Psychologist Carol Dweck basically told us we have a choice. A fixed mindset says "my skills and intelligence are set in stone." A growth mindset says "I can develop my abilities through effort and learning." For a speaker, this is massive. The fixed mindset guy bombs a speech and thinks, "I'm just bad at this. I'll never do it again." The growth mindset person bombs a speech and thinks, "Interesting. What did I learn about my structure, my nerves, my connection? I should do that again." The only difference is the story you tell yourself. It's the most powerful tool you have.
This is where people tune out because it sounds like feel-good nonsense. Loving mistakes doesn't mean you cheer when you forget your third point. It means you get curious. You stop seeing mistakes as failures and start seeing them as the only real data you get. Did your voice shake at minute five? That's data—you were nervous at the buildup. Did the audience look confused at your graph? That's data—your visual wasn't clear enough. Treat your performance like a scientist treats an experiment. The "failed" run is always more valuable than the easy one.
Here's the secret nobody tells you: trying to "feel confident" before you speak is a waste of energy. Confidence is a by-product. You get it *after* you've done the work. Instead, focus on building competence. Break your speaking down into tiny, non-scary skills. Can you tell a story to one friend? Can you structure three points on a napkin? Can you practice your opening in the shower? Do that. And then do it again. The "confidence" part will sneak up on you when you're not looking, almost as an afterthought. "Hey, I guess I sort of know what I'm doing now." That's real. That lasts.

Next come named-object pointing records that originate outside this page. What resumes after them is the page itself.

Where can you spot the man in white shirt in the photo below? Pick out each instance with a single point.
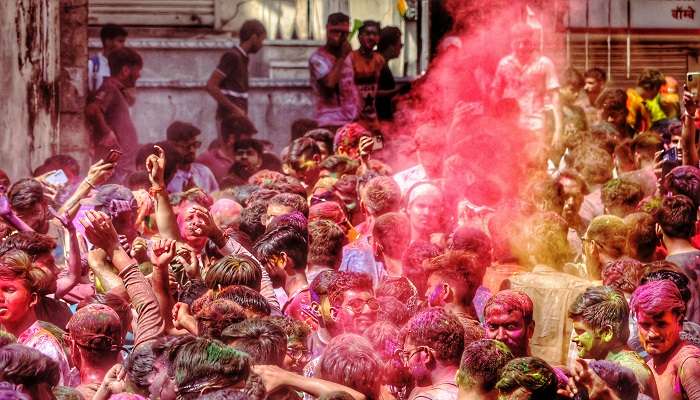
(189, 174)
(113, 37)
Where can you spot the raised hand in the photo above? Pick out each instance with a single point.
(155, 165)
(163, 252)
(100, 231)
(99, 173)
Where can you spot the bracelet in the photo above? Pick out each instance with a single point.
(155, 190)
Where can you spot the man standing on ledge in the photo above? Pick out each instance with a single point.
(332, 78)
(228, 84)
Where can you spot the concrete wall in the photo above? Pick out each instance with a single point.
(73, 136)
(29, 58)
(175, 72)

So what do you do tomorrow? Don't book a TEDx stage. Don't even promise to speak at the next big meeting. Your job is to reframe one single thought. The next time you have any speaking moment—a small update, a question in a group—and you think "Ugh, that was bad," you pause. You ask the scientist's question: "What's the data here?" One thought. That's the foundation. Everything else, all the practice and skill, builds on that.